Abandoned by her mother in the 1960’s and left to be raised by relatives, Ana grows up in Wai’anae, poverty stricken and an example of the repercussions of the illegal annexation of the Kingdom of Hawai’i for the native population. In the 90’s, Ana as a physician goes to a neighboring island to care for hurricane victims and meets a Russian filmmaker.
Nikolai’s and Ana’s stories are weaved together in a strange narrative of love, poverty, sadness, and survival. While romance swirls around them, they both must also face the impact of environmental abuse and government distrust–strong feelings for both the Native Hawaiian community and for post Soviet Russia.
What is House of Many Gods about?
This book is about a lot of things. Presented as a romance novel, the themes in the story Davenport writes are so much more than that. There are themes of family, grief, suffering, but also joy and love and health. There’s resistance and community, as well as strength and perseverance. This book is more specifically about Ana, growing up in a poor area of Hawai’i where Native Hawaiians are disenfranchised due to the historical stealing of their kingdom. Likewise there is Nikolai, growing up in the Soviet Union and trying to engage with the trauma of his life by filmmaking. Both of them have suffered injustice and pain at the hands of the world, and both of them have survived.
Genre: Contemporary Fiction
The book spans the period of time from the 1960’s to close to the present when it was published (2007). Many of the serious issues addressed, though, are still ones facing Native Hawaiians and Russians. The US military still absolutely abuses its access to the Hawaiian islands, and Russia is still recovering from the Soviet era, with a lot of socio-economic problems unresolved. I read this book in 2011 and it was poignant then; I believe it still applies today.
Tropes: Bonding through Suffering
Despite sustaining mostly separate narratives and lives, Ana and Nikolai are brought together by a mutual understanding of suffering. They bond through common themes of sorrow and trauma during a hurricane’s aftermath, despite the differences in how each handles said trauma.
Plot: War Really Sucks
Yeah so both Ana and Nikolai’s lives are somewhat torn apart by the inner turmoil and ultimately war of their home countries. For Nikolai, the struggles of residents of the Soviet Union are known and well studied. Ana’s struggles are with the use of Hawai’i by the US military is a less documented struggle. The US military has long occupied the Hawaiian islands and used them for military testing, which has had serious consequences largely for the Native population.
This book is a beautifully written narrative with an inexpressible amount of emotion packed into it. Davenport is part Native Hawaiian, and like most of her works this book was written to put Hawaiian voices out there and express the issues that affect the Native population heavily. The interesting nature of the story being partly entwined with Nikolai is luckily not center stage: Ana is the main character of this book, clearly. This book manages to touch on topics from healthcare in the islands to environmental justice to how poverty is absolutely inflicted with bias.

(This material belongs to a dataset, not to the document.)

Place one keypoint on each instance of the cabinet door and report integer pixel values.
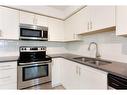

This was a five star read, so I think the only thing that would fall under this category is my memory of the fact that when I wrote an essay on this in high school I didn’t get to talk about the book nearly as much as I wanted to…
Again, this was a five star read. But you know what is bad? The illegal annexation of the Kingdom of Hawai’i. If you’re curious and want to learn more about the Native Hawaiian cause, check out these links:
- “Overthrow of the Hawaiian Kingdom” – Wikipedia (jumping off point)
- NHOA – Native Hawaiian Organizations Association
- The Hawaiian Kingdom, a website dedicated to the history of the US occupation
This book is a beautifully written and compelling narrative that touches on so many aspects of life, but specifically from the perspective of a young Native Hawaiian woman. From the poverty that she experiences in her childhood to the way she reasserts her life and begins to work for the improvement of her community, she embodies strength and compassion in the face of trauma and grief. While the romance story is incorporated quite well, it is easy to see the Nikolai is not on equal standing as a protagonist in this novel. Though his story is also compelling, it is Ana’s that is more important and more prominent. Davenport is a masterful storyteller and beautiful writer, and I cannot recommend this book enough.